Atile went and took his seat next to the pilot and the helicopter wasted no time in gravitating skyward. He was looking at Vivian who stood on the patio, waving benevolently. He did likewise in response as Vivian went back into the house.
In the affluently furnished drawing room, Vivian lay prostrate on the sofa with her eyes focussed on the floor tiles. At the age of thirty-six, the marital bliss she had dreamed of before her marriage with Barry was now an illusion that had persistently refused to be transformed into reality over the past seven years she had become wife to Barry. She felt very lonely and depressed.
The intercom buzzed, jerking her up from her reveries. She had been meditating for long and was not conscious of time. She lifted the receiver on second buzz.
“Mr. Peter is on his way to the house,” the gateman informed.
Peter Shawon was a friend to Barry Atile - or so it seemed. They had both been the best students in their department, which was Economics, back in their days at the University of Jos. Each maliciously wanted to outdo the other. Not only were they competing academically, they became rivals over Vivian. Barry Atile had been more financially endowed and had succeeded in dazzling the impecunious Vivian and snatching her away from Peter who was the first suitor. Peter had become withdrawn and participated little in social activities. He became deeply obsessed with his books which served as opium for the pain he suffered. The outcome was that Peter graduated with a first-class degree to the annoyance of Barry who had a second class upper.
Feeling very cheated, Barry had decided to consolidate his relationship with Vivian and wedded her five years after they had graduated.
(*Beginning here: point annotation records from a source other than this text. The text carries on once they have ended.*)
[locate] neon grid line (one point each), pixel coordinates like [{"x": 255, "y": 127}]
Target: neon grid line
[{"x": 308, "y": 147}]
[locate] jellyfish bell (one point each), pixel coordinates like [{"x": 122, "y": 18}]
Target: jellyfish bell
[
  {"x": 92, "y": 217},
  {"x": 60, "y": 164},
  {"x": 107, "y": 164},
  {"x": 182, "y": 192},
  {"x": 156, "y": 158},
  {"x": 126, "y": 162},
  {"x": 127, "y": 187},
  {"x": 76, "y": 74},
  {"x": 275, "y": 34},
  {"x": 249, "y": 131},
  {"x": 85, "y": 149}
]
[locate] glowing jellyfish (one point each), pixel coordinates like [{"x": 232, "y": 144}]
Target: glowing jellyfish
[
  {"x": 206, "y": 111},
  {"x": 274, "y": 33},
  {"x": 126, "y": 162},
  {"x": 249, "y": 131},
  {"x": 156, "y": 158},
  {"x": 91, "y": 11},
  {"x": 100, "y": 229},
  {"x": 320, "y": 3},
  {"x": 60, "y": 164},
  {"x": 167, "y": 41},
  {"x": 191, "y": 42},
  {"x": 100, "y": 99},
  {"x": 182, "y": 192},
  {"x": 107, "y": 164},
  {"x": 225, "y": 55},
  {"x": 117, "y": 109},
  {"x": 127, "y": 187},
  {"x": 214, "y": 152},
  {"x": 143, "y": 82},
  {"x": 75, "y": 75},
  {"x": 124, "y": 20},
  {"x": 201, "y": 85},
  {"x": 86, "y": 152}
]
To Barry, Vivian signified his victory over Peter who had emerged the best student in their school days.
By fate or destiny, Peter and Barry found jobs in the same company. The rivalry continued.
Despite all the foregoing, the two men remained friends, at least on the surface. But deep down in their hearts, they were fierce enemies and each would mirthfully feed on the other's flesh and blood if given an impunitive opportunity.
The doorbell rang.
“Come in,” Vivian answered as the door opened and Peter stalked in, looking tall and elegant in his blue suit. “You are welcome. Seat, please.”
“Thank you,” Peter said, smiling, but remained standing with his hand behind him.
“And what's that you have behind you?” Vivian asked good-manneredly.
“A surprise for you. Can you guess what it is?”
“Will you ever grow up?” Vivian queried playfully. “Mmh ... Well, I can't. Just show me.”
“Here.” Peter presented the content of his hand, an artificial purple rose flower with a single bloom and few leaves in a slender golden vase, all covered in a transparent polythene material.
“Uh! This is beautiful,” Vivian exclaimed, taking the ornament. “You've really surprised me. Thank you very much.” She fingered it fondly and made sure Peter did not miss the glimmer in her eyes.
“You deserve it, my love,” Peter said romantically, taking a seat on the sofa.
Vivian walked to the cupboard crammed with electronics and little statues.
“Where do I keep this, here?” Vivian asked pushing a little dolly aside and in its place putting the vase.
“Looks okay there,” Peter acquiesced.
“That is the most attractive object on the cupboard right now,” Vivian said enthusiastically. “How thoughtful of you. Let me get you a drink. Beer, orange juice, whisky, brandy... What would you take?”
“Brandy will be okay,” Peter decided.
Vivian hurried in the direction of the dinning room. Seconds later, she re-entered the drawing room with a bottle of cognac in one hand and two wine glasses in the other. She sat on the sofa beside Peter, placed the glasses on the glass-topped table and then served the drink.
“To our happiness forever.” Peter raised his glass in a toast.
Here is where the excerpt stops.